Longitudinally Grafting of Graphene with Iron Phthalocyanine‐based Porous Organic Polymer to Boost Oxygen Electroreduction

Abstract Iron phthalocyanine‐based polymers (PFePc) are attractive noble‐metal‐free candidates for catalyzing oxygen reduction reaction (ORR). However, the low site‐exposure degree and poor electrical conductivity of bulk PFePc restricted their practical applications. Herein, laminar PFePc nanosheets covalently and longitudinally linked to graphene (3D‐G‐PFePc) was prepared.
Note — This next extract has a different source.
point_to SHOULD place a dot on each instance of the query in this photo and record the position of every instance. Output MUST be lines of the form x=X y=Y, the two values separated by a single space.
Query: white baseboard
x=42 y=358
Such structural engineering qualifies 3D‐G‐PFePc with high site utilization and rapid mass transfer. Thence, 3D‐G‐PFePc demonstrates efficient ORR performance with a high specific activity of 69.31 μA cm −2 , a high mass activity of 81.88 A g −1 , and a high turnover frequency of 0.93 e s −1 site −1 at 0.90 V vs. reversible hydrogen electrode in O 2 ‐saturated 0.1 M KOH, outperforming the lamellar PFePc wrapped graphene counterpart. Systematic electrochemical analyses integrating variable‐frequency square wave voltammetry and in situ scanning electrochemical microscopy further underline the rapid kinetics of 3D‐G‐PFePc towards ORR.